Signal/Noise — CW 33/2017
Signal/Noise is a weekly collection of commented articles and essays that we deem worthy of your time.
Alvin Toffler’s Models of Change
“The narratives built on Future Shock have been those used by Silicon Valley and their associated venture capitalists to justify practices that have the effect of making them richer at the expense of the rest of society. These stories, which are a smokescreen for monopoly, are about change creating constant disruption. Used futures, it turns out, have performative power even after they lose their explanatory value. Toffler, a lifelong radical, might have been disappointed.”
Despite what would have been a great founding myth, I can not claim that we named our company after Alvin Toffler‘s book. At that time, we‘ve been just really into coffee. Like really, really.
There‘s plenty of reading material out there about Toffler and his books, and yet I found this particular piece to be of some interest because it makes a clear distinction of how his two canonical works have been used differently.
“Old people‘s business models and values stole our internet,“ as I used to say and it seems that not even the people at the heart of Silicon Valley are aware of the indeed performative power of the narrative that is being used to make them work and perform in a certain way.
What then becomes almost a tragic comedy is how the rest of the world adopts old mechanics that are dressed in a new suit (hoodie and jeans), entirely convinced that this is the only way to go.
Source: Medium
How the US Lost Its Mind
Not facts, but the right story wins in the New Normal. When anticipating the development of a future becomes impossible in an interconnected world, only the people and organizations can succeed who understand how to tell the kind of stories that can spread through the network.
Take Elon Musk for example. I‘m convinced that his strongest ability, by far, is to recognize the kind of story that is both plausible and desirable (by a significant amount of targeted people). Those stories that he tells, be that of fully believable electric mobility or humanities need for ambition to go to spaces shapes whole markets. Not because he is right per se, but because he makes everyone else having to either follow his story or come up with one that can rival his. Following his story means that one is never in control of the story oneself. This is a path that too many European companies are willing to take. Coming up with an alternative story is no small feat either. For one, there aren‘t many good storytellers out there. Then, from an organizational perspective, there is also the fact that Elon Musk doesn‘t need to consult that many people in his organization when shaping his story. For a classic DAX30 corporation it‘s nearly impossible to come up with a coherent story that can be both believed by the employees sufficiently to be executed, by the shareholders so that they can play the kind of long game so that this new narrative can have enough time to spread and be told by others.

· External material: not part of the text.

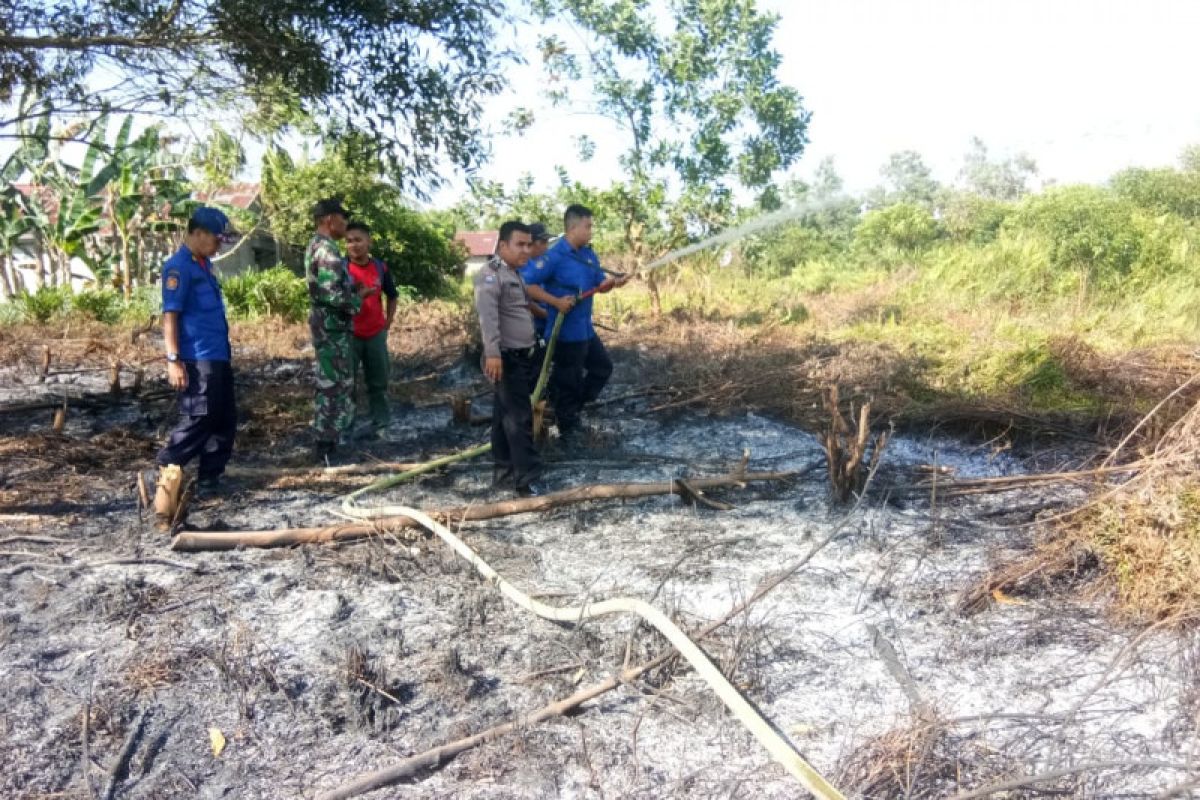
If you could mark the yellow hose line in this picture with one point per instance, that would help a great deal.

All of this is a very long lead in for this amazing story in the Atlantic. It, on the surface, attempts to explain how the world ended up with President Trump. By doing so, it goes way deeper into some of the most fundamental fabrics of society. It touches everything from Fake News to our ability to associate us with certain ideologies while discounting others. It sources stories that have to lead to this world in which there is no way to convince some people that climate change is real because in their world it is not. It‘s not your classic business read, but then again in this VUCA world what is? And if there‘s one certainty in this uncertain world then it is that one way or another, it will remain highly critical to understand where the US is going to develop to understand both global economics and world events in general.
Here are few of the many, many highlights that I’ve made in this article:
The sense of cultural and political upheaval and chaos dissipated — which lulled us into ignoring all the ways that everything had changed, that Fantasyland was now scaling and spreading and becoming the new normal. What had seemed strange and amazing in 1967 or 1972 became normal and ubiquitous.

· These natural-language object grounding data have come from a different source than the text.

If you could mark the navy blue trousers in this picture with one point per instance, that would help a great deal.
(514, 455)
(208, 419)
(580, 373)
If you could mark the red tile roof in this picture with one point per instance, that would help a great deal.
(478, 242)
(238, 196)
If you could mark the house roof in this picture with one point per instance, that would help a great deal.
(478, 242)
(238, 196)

The way internet search was designed to operate in the ’90s — that is, the way information and beliefs now flow, rise, and fall — is democratic in the extreme. Internet search algorithms are an example of Gresham’s law, whereby the bad drives out — or at least overruns — the good. On the internet, the prominence granted to any factual assertion or belief or theory depends on the preferences of billions of individual searchers. Each click on a link is effectively a vote pushing that version of the truth toward the top of the pile of results.
The idea that progress has some kind of unstoppable momentum, as if powered by a Newtonian law, was always a very American belief. However, it’s really an article of faith, the Christian fantasy about history’s happy ending reconfigured during and after the Enlightenment as a set of modern secular fantasies. It reflects our blithe conviction that America’s visions of freedom and democracy and justice and prosperity must prevail in the end. I really can imagine, for the first time in my life, that America has permanently tipped into irreversible decline, heading deeper into Fantasyland.